Algebraic inequalities are akin to scales that need balancing, with a crucial difference: rather than aiming for equality, they express relationships of greater than or less than between algebraic expressions. In the problem given, we're presented with an inequality, which is a statement that one quantity is larger (or smaller) than another, notated with symbols like '>', '<', 'geq', or 'leq'. The inequality in question, y - 5 > 4, establishes that whatever value 'y' might take, once we subtract 5 from it, it must be larger than 4 for the inequality to hold true.

Inequalities are fundamental in expressing ranges of solutions, setting constraints in real-world problems, and revealing intervals of possibilities. It's important to note that inequalities have some unique properties compared to equalities, especially when it comes to operations like multiplication and division by negative numbers, which flip the inequality sign. Understanding the underlying concept of algebraic inequalities ensures a strong foundation for solving them accurately.

Evaluating expressions is a critical aspect of algebra that involves substituting numbers into an expression in place of variables and then simplifying. The provided exercise required evaluating the expression y - 5 by replacing 'y' with 9, leading to 9 - 5. Evaluating the numbers results in 4, setting the stage to compare whether this result is indeed greater than 4, as the original inequality demands.

Evaluating expressions is not only about substitution and simplification but also about understanding the properties and operations governing algebraic entities. Consistent practice in evaluating expressions is instrumental in achieving proficiency with algebraic manipulation and setting forth towards more complex problem-solving scenarios in mathematics.

Inequality solutions involve finding the values that satisfy the inequality condition. These solutions can be a range of numbers, and they are often represented on a number line or in interval notation. In the exercise, the evaluation process resulted in an inequality 4 > 4, which is not true because 4 is not greater than itself. Thus, the number 9 is not a solution to the inequality y - 5 > 4.

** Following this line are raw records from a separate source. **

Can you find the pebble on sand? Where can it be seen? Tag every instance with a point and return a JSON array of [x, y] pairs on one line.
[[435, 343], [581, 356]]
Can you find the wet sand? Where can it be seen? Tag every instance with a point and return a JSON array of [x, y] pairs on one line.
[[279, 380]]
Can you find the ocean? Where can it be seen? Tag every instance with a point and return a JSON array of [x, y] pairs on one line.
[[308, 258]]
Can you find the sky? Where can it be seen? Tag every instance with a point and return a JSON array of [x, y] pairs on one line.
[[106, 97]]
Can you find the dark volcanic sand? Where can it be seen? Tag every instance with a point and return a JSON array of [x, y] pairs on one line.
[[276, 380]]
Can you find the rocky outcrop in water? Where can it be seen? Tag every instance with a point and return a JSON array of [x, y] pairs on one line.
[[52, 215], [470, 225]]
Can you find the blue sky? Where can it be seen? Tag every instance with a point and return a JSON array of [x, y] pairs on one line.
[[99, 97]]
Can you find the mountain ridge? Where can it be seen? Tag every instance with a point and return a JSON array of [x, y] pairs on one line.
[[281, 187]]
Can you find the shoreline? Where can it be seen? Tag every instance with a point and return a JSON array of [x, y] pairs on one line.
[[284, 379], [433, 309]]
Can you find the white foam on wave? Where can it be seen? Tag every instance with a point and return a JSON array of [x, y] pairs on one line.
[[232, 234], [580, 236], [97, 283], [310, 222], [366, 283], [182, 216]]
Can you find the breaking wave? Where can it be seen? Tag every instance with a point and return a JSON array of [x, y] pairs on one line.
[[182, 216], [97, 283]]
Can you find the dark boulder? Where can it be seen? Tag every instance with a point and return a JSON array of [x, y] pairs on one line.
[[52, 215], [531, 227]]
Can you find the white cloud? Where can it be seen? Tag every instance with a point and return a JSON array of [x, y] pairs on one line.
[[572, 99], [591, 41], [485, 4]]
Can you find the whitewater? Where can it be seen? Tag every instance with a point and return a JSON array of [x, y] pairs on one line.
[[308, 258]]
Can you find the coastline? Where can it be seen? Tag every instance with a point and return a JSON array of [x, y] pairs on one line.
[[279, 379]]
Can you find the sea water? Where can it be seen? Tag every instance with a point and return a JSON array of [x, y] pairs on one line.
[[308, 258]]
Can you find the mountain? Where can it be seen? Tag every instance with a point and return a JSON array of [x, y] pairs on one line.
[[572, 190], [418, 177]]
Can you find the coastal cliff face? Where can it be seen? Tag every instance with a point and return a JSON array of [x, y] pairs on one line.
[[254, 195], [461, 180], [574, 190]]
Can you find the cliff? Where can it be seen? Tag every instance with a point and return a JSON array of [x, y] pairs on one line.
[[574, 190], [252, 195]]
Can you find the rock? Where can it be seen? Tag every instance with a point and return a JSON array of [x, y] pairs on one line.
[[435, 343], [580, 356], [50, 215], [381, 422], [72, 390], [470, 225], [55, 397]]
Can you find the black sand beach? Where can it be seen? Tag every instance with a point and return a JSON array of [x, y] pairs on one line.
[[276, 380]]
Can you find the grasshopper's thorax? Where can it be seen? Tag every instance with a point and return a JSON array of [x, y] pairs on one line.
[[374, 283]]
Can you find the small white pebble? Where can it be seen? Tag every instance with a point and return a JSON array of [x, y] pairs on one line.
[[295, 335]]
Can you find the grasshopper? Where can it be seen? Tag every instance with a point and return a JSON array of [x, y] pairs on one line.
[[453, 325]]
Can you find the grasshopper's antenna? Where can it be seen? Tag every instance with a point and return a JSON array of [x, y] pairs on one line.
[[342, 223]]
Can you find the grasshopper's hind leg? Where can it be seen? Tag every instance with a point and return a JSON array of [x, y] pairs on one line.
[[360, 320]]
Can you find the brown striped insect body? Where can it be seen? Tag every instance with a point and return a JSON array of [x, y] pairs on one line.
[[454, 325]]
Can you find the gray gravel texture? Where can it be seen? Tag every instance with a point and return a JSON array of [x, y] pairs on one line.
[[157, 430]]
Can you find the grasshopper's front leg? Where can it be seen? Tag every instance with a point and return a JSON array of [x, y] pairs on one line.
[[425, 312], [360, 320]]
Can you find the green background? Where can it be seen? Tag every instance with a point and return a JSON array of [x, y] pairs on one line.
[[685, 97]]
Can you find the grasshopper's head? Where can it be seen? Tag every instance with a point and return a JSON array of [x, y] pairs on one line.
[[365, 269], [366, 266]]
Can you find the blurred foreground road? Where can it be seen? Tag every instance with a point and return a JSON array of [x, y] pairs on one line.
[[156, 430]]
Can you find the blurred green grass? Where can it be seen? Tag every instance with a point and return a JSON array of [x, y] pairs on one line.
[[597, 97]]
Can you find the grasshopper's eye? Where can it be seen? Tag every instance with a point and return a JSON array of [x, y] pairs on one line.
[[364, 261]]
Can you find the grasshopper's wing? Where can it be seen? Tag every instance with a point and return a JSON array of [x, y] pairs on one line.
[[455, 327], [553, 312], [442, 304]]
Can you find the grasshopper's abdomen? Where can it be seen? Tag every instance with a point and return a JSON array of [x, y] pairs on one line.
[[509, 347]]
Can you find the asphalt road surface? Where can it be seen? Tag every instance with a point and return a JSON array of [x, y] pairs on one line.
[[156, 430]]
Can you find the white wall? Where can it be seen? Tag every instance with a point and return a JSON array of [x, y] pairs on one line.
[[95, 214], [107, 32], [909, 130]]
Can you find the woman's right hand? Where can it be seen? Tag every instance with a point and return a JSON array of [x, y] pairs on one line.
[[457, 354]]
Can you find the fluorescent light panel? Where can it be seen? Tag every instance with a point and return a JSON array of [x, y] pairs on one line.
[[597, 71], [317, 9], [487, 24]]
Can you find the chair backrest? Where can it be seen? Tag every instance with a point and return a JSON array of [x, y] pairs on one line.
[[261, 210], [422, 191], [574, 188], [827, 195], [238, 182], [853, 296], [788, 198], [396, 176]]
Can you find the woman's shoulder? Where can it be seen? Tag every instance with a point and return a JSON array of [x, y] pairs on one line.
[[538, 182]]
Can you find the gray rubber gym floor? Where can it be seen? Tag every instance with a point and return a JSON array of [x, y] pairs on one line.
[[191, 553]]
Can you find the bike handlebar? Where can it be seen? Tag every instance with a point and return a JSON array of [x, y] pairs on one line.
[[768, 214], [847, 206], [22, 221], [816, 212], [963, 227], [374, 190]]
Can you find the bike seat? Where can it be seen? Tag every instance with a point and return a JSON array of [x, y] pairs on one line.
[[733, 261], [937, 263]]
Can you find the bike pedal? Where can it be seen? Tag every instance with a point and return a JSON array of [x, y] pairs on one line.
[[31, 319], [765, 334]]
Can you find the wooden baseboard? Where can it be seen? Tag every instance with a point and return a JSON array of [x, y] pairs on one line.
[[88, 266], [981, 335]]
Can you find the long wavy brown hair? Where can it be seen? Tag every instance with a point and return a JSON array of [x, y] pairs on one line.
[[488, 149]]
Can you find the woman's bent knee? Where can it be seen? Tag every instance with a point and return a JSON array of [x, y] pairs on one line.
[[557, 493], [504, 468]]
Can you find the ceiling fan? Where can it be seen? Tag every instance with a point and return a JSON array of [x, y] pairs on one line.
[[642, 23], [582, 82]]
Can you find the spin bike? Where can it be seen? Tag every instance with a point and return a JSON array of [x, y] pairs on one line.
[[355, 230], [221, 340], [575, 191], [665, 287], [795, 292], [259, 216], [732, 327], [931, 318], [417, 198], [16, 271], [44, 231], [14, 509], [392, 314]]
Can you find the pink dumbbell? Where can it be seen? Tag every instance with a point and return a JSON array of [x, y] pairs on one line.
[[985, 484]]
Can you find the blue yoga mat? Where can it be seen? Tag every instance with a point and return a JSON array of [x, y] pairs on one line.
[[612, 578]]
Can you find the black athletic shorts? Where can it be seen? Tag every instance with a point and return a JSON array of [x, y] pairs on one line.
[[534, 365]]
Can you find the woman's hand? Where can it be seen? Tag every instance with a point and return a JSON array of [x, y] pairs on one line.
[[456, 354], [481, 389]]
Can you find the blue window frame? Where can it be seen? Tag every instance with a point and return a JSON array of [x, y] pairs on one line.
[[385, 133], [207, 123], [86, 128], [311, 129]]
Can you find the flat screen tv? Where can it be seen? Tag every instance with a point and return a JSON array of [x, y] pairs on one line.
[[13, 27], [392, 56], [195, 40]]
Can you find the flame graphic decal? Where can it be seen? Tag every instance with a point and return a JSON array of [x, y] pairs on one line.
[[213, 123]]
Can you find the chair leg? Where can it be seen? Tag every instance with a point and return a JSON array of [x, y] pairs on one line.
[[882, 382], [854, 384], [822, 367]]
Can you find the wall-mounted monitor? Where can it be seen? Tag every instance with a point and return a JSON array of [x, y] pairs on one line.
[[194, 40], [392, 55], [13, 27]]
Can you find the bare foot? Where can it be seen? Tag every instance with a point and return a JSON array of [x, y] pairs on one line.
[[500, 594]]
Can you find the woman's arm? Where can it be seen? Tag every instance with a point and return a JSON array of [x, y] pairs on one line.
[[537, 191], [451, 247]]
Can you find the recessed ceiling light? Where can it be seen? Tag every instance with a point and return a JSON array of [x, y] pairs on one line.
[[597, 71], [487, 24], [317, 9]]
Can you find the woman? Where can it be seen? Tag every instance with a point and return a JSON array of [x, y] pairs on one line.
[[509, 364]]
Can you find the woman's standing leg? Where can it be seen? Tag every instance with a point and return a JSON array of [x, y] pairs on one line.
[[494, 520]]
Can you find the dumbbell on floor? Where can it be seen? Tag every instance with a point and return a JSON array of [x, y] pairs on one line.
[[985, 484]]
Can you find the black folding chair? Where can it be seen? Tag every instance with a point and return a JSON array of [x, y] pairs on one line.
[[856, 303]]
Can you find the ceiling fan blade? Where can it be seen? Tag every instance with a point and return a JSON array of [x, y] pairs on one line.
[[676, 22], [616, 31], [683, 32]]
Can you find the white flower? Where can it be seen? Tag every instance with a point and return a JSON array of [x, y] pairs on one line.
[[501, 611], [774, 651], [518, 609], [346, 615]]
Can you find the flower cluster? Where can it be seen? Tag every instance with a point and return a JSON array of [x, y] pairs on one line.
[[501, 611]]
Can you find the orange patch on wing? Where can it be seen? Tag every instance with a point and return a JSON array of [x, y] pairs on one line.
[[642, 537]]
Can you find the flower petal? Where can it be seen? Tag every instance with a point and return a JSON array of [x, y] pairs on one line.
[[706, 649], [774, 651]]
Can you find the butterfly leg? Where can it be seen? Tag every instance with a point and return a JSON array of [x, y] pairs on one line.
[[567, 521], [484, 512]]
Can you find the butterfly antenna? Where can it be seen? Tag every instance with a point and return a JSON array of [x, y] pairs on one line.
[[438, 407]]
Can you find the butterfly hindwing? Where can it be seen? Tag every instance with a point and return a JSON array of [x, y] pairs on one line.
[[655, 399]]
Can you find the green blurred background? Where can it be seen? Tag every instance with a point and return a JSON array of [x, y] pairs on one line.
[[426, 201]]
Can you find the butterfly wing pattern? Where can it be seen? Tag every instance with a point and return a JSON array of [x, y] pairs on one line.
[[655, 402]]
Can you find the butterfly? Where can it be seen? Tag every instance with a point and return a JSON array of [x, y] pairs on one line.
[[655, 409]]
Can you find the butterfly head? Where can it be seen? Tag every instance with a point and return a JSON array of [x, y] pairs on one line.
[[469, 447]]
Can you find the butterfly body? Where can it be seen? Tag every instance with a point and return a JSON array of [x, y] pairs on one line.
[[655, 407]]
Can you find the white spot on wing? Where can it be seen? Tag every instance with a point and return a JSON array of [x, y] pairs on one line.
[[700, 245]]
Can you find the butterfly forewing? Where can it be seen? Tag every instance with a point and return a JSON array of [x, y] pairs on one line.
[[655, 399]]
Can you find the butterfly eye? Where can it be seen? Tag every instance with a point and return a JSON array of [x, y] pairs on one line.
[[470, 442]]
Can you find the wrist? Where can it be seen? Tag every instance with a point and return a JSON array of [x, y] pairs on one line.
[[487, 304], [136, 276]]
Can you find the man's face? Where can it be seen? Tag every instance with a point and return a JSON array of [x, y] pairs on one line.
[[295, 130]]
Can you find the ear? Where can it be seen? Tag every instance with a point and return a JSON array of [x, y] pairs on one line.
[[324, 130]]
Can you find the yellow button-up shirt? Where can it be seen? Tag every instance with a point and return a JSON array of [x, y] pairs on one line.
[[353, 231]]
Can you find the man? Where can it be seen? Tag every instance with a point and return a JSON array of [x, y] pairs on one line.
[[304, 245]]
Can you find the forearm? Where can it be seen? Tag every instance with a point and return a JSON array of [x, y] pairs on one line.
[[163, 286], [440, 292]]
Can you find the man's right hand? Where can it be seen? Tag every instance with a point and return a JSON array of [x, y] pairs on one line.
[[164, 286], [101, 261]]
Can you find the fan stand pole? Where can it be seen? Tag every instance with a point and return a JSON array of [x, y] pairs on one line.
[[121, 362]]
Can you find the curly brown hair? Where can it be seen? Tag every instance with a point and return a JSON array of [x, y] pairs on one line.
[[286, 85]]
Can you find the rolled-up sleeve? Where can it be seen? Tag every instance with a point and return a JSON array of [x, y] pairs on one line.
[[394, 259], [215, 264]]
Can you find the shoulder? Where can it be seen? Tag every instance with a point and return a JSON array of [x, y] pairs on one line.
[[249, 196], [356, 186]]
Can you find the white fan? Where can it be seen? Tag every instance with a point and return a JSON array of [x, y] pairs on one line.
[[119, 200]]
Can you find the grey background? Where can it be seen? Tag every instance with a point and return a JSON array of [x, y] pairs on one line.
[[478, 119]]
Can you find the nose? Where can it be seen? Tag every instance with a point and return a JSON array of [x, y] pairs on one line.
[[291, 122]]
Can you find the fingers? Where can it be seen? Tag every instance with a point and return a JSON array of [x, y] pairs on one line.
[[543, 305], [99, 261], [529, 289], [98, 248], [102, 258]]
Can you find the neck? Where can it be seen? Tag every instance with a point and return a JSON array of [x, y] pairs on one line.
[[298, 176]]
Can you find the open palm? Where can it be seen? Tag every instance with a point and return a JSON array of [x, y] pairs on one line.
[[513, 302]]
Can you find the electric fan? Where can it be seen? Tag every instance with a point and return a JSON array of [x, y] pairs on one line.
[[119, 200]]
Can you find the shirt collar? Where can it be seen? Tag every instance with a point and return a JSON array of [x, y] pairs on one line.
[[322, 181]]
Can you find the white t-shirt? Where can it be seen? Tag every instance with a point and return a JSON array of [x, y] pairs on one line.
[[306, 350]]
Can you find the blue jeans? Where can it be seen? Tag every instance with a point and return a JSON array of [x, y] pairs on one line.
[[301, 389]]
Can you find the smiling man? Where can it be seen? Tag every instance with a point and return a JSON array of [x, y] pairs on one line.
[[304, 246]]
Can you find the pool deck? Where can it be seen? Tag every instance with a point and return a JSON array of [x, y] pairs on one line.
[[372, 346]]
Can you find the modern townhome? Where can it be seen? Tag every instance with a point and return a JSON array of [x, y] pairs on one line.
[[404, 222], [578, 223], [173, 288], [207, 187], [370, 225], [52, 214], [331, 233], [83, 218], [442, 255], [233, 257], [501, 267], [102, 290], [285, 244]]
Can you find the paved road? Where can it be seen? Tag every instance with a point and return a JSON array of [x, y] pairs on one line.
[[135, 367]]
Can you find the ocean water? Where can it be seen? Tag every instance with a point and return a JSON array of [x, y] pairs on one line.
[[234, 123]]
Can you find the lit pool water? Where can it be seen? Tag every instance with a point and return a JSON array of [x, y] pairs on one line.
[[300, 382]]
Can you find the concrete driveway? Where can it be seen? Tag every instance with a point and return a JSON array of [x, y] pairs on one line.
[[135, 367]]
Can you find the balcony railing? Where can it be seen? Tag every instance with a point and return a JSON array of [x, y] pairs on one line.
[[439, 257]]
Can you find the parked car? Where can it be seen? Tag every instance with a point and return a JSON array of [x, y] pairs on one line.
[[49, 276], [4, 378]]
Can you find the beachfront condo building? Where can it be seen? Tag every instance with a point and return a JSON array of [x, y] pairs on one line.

Finding solutions to inequalities requires a clear understanding of comparison symbols and the meanings they convey. Unlike equations which usually have a single solution or a set of discrete solutions, inequalities often have infinite solutions represented in the form of intervals. It's crucial to not only find the solutions but also understand how to properly express and graph these solution sets as part of the complete resolution process.